Adran robot showcases uncomfortably realistic facial movements in new video

If we had a nickel for every time a new robot terrified us with creepily realistic facial movements this month, we’d have two nickels. After Engineered Arts revealed its menacingly realistic Ameca robot, the company has gone one step further with its Adran robot.

Revealed on the company's YouTube channel, Adran is an even more realistic robot that ends up being far creepier. It just goes to show that beating the Uncanny Valley is going to take a lot of work for engineers.

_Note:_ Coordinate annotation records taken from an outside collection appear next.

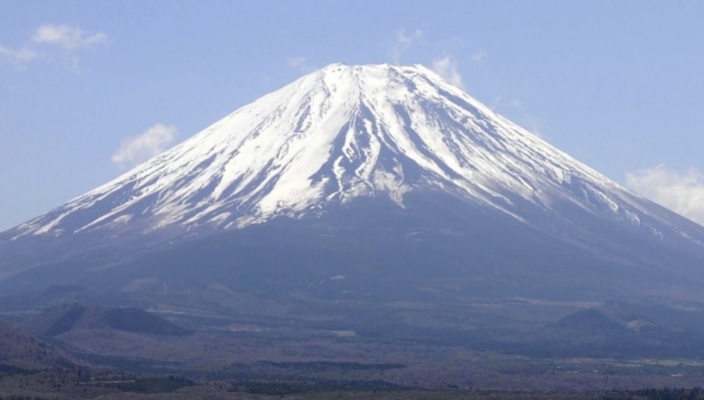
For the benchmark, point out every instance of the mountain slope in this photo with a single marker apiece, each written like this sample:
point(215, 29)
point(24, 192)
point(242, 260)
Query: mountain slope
point(442, 184)
point(341, 133)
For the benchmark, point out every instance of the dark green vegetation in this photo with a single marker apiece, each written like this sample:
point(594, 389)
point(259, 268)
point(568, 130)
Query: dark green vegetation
point(64, 318)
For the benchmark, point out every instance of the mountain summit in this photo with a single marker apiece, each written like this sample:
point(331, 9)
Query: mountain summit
point(348, 132)
point(383, 167)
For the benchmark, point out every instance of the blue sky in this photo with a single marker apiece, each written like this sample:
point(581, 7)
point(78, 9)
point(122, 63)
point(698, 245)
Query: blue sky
point(89, 88)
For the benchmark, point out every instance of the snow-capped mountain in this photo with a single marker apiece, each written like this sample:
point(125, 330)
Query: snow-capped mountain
point(378, 168)
point(342, 133)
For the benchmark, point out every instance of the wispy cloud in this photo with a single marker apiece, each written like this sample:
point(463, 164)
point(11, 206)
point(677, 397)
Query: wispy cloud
point(19, 57)
point(68, 37)
point(447, 68)
point(680, 192)
point(140, 148)
point(299, 63)
point(479, 57)
point(403, 41)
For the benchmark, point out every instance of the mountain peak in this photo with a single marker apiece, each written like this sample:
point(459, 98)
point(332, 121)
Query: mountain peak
point(338, 134)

The creepy Adran Robot video

Engineered Arts’ new robot demo is designed as a more realistic alternative to Ameca. As part of the company's Mesmer robotics, this particular machine isn’t designed like a humanoid from I, Robot. Instead, it's substantially more “fleshy”.

Ameca’s still-creepy, obviously-robot exterior is replaced with wrap-around faux skin. Apart from a hole on the top of its head, everything has skin. There's realistic ears, eyelids and lips. Additionally, the robot has teeth, stubble and realistic forehead winkles; it must frown a lot.

Powered by 22 actuation motors, the Mesmer-based machine can realistically move individual facial muscles. This allows the robot to yawn, wiggle its jaw, smile and more. For example, at one point in the video, the robot gives a nightmare-inducing wink. Additionally, it can stare at you until you feel nothing but fear.

The creepazoid factor sure isn't helped by the fact that it's just a head with wires coming out of it. It brings an obvious comparison: Ash from Alien, who tried to choke someone with a nudey-mag. On the other hand, it could remind you of Bishop from Aliens, a much friendlier headless robot.

Read More: Sophia, an AI-powered robot, wants to become a mother.

It’s an impressive feat for robotics

As creepy as the current form on the Adran Mesmer robot is, it’s still a fantastic step forward for robotics. While not perfect, it is one of the more realistic humanoid robots we've seen. However, the addition of realistic skin and human appendages definitely makes it less approachable than Ameca.

Nevertheless, Engineered Arts is in a fantastic place for the future of its flesh-covered robotics. While we wouldn't want one of those creepy mechanised beings in our houses anytime soon, they're certainly pretty cool. And creepy. Did we mention creepy?